A queste risorse, su cui si dovrà fondare un’adeguata capacità fiscale europea, si dovranno aggiungere i fondi raccolti sul mercato per finanziare gli investimenti necessari al fine di raggiungere gli obiettivi che l’Unione si è posta e che richiedono la disponibilità, per un lungo arco di tempo, di un enorme ammontare di risorse, che può essere garantito soltanto attraverso l’emissione di debito comune. In termini simili – dopo aver messo l’accento sulla necessità che l’area euro si doti di un titolo “sicuro” che funga da riferimento per stimare il rischio di ogni altro strumento finanziario –, anche il futuro Governatore della Banca d’Italia Fabio Panetta, in una dichiarazione riportata dal Corriere della Sera del 31 agosto scorso, ha sottolineato l’urgenza che “il governo UE abbia capacità di spesa, e quindi di indebitamento permanente, che consenta di emettere bond sovrani”.

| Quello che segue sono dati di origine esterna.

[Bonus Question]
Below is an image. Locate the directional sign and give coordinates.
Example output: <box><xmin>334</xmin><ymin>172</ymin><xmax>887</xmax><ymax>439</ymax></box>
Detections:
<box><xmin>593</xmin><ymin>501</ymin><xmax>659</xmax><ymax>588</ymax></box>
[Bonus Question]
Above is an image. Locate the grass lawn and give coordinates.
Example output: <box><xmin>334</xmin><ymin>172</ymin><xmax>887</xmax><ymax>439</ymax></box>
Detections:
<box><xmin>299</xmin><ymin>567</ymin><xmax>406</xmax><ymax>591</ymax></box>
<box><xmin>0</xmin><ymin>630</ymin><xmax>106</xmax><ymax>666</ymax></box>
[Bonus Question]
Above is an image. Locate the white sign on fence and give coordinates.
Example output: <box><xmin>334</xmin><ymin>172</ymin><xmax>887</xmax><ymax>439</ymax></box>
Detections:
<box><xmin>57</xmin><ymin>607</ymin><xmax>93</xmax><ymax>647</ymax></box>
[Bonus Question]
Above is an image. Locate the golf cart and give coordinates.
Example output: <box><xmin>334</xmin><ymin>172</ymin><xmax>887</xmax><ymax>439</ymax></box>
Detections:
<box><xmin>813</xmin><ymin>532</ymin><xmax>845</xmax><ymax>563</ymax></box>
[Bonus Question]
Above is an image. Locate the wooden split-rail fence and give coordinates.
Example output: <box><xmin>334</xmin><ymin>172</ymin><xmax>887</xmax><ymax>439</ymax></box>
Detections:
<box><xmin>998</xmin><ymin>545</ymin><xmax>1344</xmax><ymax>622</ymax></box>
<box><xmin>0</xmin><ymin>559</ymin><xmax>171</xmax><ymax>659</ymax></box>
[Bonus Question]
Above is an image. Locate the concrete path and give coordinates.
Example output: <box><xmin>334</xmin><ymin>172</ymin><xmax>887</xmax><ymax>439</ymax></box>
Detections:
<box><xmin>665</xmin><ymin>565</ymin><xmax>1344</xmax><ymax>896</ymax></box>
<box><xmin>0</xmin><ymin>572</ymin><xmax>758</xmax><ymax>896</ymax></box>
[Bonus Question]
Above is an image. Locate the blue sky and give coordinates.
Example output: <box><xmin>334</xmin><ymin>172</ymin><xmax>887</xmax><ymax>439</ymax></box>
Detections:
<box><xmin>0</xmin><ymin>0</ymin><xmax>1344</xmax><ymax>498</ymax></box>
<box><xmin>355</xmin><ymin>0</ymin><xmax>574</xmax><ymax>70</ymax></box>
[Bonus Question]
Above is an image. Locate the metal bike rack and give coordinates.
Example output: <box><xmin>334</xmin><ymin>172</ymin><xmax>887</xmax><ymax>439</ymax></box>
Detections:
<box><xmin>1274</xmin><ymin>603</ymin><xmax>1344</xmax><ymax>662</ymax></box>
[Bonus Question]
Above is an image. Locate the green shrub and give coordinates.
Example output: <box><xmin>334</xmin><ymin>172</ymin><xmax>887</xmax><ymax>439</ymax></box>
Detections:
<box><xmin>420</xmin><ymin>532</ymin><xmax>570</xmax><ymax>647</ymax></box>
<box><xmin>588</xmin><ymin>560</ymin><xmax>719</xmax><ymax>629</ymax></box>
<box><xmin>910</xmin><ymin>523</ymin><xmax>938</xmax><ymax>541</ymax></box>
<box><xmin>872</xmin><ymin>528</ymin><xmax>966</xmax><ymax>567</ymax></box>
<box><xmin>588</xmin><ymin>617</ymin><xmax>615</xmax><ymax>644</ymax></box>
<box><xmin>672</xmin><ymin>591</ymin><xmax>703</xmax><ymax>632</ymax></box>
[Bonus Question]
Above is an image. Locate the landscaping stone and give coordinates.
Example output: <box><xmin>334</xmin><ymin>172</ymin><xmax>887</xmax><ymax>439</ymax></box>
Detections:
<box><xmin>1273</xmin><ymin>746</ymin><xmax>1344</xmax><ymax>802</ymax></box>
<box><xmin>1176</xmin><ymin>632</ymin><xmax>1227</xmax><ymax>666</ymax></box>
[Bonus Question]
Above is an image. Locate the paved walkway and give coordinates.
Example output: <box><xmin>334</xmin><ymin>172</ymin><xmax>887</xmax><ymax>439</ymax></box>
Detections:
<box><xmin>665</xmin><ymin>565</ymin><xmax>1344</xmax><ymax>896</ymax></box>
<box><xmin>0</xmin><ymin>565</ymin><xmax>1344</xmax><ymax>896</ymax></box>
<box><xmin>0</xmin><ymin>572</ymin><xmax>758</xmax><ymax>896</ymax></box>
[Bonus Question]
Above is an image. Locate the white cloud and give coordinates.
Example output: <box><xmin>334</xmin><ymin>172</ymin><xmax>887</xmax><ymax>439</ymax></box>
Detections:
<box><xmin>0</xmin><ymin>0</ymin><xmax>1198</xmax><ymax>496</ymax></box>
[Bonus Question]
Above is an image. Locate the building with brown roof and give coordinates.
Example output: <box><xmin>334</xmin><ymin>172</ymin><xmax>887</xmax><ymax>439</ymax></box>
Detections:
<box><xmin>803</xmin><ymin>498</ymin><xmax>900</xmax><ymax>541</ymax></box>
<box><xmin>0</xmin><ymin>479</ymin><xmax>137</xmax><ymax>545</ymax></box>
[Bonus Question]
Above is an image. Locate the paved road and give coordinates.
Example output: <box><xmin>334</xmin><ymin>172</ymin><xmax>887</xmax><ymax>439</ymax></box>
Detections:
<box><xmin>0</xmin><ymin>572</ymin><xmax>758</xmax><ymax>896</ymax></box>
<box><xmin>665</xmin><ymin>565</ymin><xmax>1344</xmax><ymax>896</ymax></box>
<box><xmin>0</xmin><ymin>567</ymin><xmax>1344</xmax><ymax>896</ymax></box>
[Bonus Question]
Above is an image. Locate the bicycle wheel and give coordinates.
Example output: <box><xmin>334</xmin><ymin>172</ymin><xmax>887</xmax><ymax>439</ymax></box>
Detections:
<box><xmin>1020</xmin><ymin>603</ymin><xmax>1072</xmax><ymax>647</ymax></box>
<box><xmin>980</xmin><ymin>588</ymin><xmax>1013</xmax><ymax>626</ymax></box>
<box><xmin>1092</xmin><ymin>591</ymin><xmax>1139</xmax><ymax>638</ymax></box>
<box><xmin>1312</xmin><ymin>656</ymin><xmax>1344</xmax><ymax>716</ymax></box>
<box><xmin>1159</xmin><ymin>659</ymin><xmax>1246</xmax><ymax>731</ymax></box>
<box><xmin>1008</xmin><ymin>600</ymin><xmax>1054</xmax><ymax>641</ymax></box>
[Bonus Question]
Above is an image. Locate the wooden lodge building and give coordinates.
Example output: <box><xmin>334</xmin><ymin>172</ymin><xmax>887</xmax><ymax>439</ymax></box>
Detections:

Revisione del Patto di Stabilità e Crescita per favorire una maggiore flessibilità nel rispetto dell’obiettivo di riduzione del debito, utilizzo dell’emissione di titoli per finanziare investimenti a lungo termine al fine di produrre beni pubblici essenziali come decarbonizzazione, sicurezza e innovazione, nuove risorse proprie per finanziare un bilancio europeo di dimensioni più ampie: questi saranno temi fondamentali che dovranno essere al centro della prossima campagna elettorale europea. Nella nuova legislatura, che avrà prevedibilmente un carattere costituente anche in vista dell’avvio di un ulteriore processo di allargamento, questi temi dovranno essere affrontati nella prospettiva di una riforma dei Trattati, ritenuta possibile – e auspicabile – anche da Mario Draghi nella sua Lecture americana.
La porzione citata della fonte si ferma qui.